Honestly, I wasn’t expecting to like this very much. The fact that this free-spirited spitfire had to be a “princess” in order to appeal to audiences really rubbed me the wrong way. There is way too much “princess” branding aimed at little girls these days, and it’s annoying. It also seemed Pixar was having trouble figuring out how to market this: changing the title (It was originally called The Bear and the Bow; Brave seems like a faint echo of Braveheart, no?) and it seemed recent trailers were emphasizing either the “curse” of the witch or the silly stereotypical Scottish-tinged humor. I expected something frivolously humorous, clever to the point of preciousness, and probably fairly shallow.
But I was, to put it bluntly, blown away. Even the overdone character physicality, caricatured to the point of cartoonish (something Pixar does very well, since this seems to be what audiences like) stopped bothering me within a short time, as it was balanced by stunning art direction and animation. This film has unexpected depth and complexity, and is beautiful and thrilling to watch at every moment.
The story is fairly straightforward: Merida (Trainspotting‘s Kelly Macdonald) is a young Scottish princess who enjoys being a tomboy: she rides her horse Angus through the woods, is an expert archer and thumbs her nose at the etiquette her mother Queen Elinor (Emma Thompson) tries to teach her. When the time comes for leaders of the clans ruled by her father King Fergus (Billy Connolly) to come together and present their eldest sons as suitors for Merida’s hand in marriage, the feisty young princess rebels and a rift is created between Merida and her mother.

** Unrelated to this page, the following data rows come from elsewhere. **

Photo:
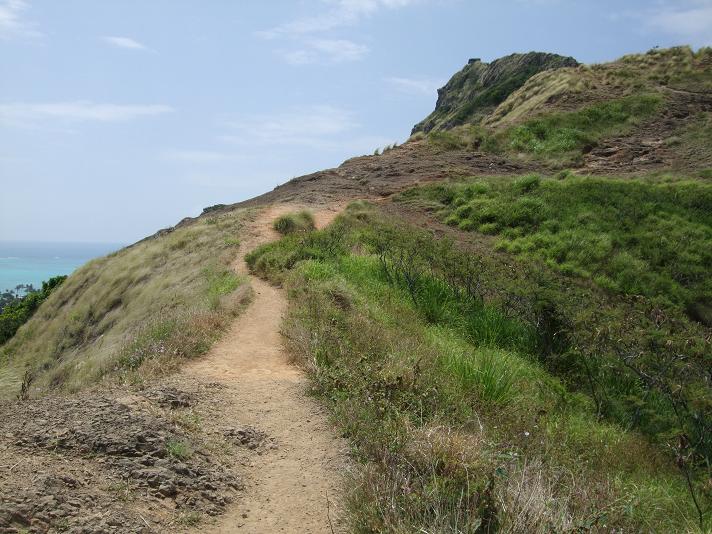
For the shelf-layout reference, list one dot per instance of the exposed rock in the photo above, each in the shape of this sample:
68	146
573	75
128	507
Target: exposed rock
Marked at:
479	87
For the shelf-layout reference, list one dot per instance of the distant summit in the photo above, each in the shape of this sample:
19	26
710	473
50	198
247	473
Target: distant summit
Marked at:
480	87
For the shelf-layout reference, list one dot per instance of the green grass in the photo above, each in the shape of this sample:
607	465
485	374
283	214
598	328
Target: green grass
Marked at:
634	236
134	313
451	427
557	138
564	134
180	450
301	221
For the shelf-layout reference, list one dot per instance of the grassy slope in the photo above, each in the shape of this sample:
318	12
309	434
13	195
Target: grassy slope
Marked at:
557	116
557	138
457	423
142	308
650	237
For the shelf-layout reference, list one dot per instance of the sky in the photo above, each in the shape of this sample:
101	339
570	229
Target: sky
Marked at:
120	117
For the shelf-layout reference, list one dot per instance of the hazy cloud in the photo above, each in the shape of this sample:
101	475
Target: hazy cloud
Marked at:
341	13
688	20
416	86
310	125
12	23
338	13
331	50
123	42
197	156
80	111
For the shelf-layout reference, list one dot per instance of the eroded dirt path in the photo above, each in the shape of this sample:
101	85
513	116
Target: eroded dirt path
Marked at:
295	486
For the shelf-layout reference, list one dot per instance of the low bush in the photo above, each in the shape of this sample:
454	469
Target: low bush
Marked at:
456	423
302	221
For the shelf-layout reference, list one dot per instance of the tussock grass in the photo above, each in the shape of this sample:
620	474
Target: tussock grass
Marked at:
301	221
452	432
559	138
139	311
637	237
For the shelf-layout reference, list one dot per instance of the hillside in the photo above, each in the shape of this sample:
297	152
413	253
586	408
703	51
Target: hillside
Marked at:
508	326
480	87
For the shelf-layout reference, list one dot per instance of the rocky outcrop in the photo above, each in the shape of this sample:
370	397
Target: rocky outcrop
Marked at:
480	87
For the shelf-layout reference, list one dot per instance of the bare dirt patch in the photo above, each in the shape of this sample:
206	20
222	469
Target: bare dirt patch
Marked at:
293	483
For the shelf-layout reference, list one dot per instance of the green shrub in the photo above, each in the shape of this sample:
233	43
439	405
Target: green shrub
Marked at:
302	221
441	392
14	314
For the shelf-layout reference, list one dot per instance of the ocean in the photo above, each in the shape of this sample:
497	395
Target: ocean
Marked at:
33	262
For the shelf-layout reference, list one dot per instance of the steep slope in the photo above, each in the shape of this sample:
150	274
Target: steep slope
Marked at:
503	343
479	87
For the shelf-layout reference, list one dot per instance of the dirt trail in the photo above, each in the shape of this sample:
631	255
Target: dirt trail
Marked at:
293	487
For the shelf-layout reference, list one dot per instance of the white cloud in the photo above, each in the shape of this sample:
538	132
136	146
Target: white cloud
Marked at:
23	113
690	20
342	13
339	13
12	23
309	126
198	156
332	50
427	87
123	42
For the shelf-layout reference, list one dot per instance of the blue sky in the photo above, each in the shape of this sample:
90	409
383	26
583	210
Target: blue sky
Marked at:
118	118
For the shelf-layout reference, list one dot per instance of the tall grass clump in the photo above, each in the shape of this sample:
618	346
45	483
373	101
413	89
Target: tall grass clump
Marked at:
455	432
137	312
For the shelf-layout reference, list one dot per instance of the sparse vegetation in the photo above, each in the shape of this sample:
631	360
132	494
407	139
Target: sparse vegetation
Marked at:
559	138
450	400
17	311
134	313
301	221
180	450
637	237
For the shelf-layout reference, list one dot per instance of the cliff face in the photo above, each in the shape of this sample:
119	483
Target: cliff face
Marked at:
480	87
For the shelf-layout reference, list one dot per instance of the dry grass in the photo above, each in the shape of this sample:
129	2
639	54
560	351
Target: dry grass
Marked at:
140	310
560	90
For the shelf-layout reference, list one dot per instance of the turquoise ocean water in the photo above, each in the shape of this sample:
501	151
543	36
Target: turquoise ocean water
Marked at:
32	263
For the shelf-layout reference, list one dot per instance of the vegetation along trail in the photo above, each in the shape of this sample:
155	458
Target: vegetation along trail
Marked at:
290	487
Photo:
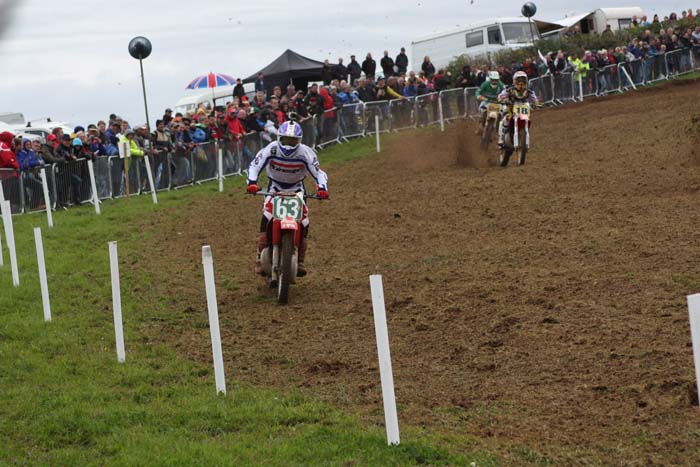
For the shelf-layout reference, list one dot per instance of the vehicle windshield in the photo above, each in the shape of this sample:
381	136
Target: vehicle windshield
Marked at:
519	33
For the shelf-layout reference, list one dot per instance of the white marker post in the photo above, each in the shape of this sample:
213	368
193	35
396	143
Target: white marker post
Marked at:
442	116
93	184
376	128
117	301
208	263
10	238
47	198
42	274
694	312
149	174
220	162
382	334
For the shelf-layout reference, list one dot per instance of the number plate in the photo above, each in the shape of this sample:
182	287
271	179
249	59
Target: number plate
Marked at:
284	207
522	109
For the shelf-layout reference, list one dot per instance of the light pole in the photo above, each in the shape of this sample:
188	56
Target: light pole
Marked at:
528	10
140	48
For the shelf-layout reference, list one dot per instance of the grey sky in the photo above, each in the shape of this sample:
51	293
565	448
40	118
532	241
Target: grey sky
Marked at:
68	60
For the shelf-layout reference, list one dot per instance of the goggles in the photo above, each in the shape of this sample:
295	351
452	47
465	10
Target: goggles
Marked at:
289	141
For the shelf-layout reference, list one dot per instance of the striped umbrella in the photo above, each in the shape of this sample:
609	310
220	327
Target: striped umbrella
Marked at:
211	80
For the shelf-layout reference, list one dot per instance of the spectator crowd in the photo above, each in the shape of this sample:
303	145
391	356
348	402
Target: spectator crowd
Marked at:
340	85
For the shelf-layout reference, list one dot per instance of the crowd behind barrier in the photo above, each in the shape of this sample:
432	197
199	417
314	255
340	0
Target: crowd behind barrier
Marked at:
184	149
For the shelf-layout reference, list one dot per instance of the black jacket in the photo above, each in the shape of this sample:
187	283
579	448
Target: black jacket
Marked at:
387	64
327	74
402	62
341	72
369	66
238	91
354	69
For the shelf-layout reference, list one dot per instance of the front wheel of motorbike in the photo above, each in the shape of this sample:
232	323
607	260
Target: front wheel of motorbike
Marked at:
285	273
487	135
506	152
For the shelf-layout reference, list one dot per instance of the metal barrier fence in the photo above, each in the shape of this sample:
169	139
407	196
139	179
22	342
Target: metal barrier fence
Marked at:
403	113
328	131
69	182
381	109
454	104
350	121
427	109
72	183
13	189
563	88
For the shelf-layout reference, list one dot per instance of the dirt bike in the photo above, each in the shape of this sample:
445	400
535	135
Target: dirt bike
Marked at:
493	112
279	260
517	137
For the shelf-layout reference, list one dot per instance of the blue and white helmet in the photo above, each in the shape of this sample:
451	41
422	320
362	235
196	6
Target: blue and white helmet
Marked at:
288	137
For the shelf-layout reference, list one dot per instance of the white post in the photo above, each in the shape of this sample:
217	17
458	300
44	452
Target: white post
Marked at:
442	117
382	334
376	128
220	162
580	86
694	312
208	263
117	301
628	77
95	198
149	174
10	237
47	198
42	274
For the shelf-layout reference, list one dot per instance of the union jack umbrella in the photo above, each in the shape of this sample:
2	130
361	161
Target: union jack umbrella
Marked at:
211	80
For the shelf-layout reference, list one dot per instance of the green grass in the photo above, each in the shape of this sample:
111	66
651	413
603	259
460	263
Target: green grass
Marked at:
66	401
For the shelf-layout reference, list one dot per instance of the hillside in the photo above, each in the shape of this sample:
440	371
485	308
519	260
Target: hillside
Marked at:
537	310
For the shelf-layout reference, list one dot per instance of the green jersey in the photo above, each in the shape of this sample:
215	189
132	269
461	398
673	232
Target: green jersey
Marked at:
489	92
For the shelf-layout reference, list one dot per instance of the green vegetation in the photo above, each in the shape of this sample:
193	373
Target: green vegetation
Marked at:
66	400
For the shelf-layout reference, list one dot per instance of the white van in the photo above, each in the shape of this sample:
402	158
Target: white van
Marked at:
478	40
598	20
189	104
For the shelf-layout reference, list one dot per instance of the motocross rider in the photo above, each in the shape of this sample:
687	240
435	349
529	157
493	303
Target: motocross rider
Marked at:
519	92
288	162
488	92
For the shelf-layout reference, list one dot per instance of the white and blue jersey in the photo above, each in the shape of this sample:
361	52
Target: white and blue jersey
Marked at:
287	173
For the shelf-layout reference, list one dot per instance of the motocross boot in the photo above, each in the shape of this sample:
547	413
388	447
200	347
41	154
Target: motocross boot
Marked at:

To reveal more would push me into spoiler territory, but I will say, the ensuing action is very suspenseful and surprisingly moving. I don’t think I have ever seen an animated film or, indeed, any film aimed at a young audience, that offers such an original and insightful exploration of the deep bond between mother and daughter, and of what happens to that bond when daughters begin to forge their separate paths to adulthood. This film is downright Jungian in its expression of these mysteries, using the imagery of pagan Scotland to weave a world where the human connection to the natural world is seen as the secret to happiness and fulfillment.
Of course, it’s also hilarious. Merida’s three young brothers (carrot-top triplets) are constantly stealing treats and causing mayhem, and the meeting of the clans is satisfyingly full of stereotyped Scots behaving badly. There is also a really fine selection of songs with a rousing score. I saw this in 3D but I can’t imagine it won’t be just as good in 2D. Just be sure to say something to the management if your theatre is showing the 2D version on a 3D lens (something happening all too frequently these days); you’ll know it if looks very dark and dingy. But DO absolutely see this on a big screen, it’s absolutely mind-blowingly wonderful, and I can’t wait to hear what you all think.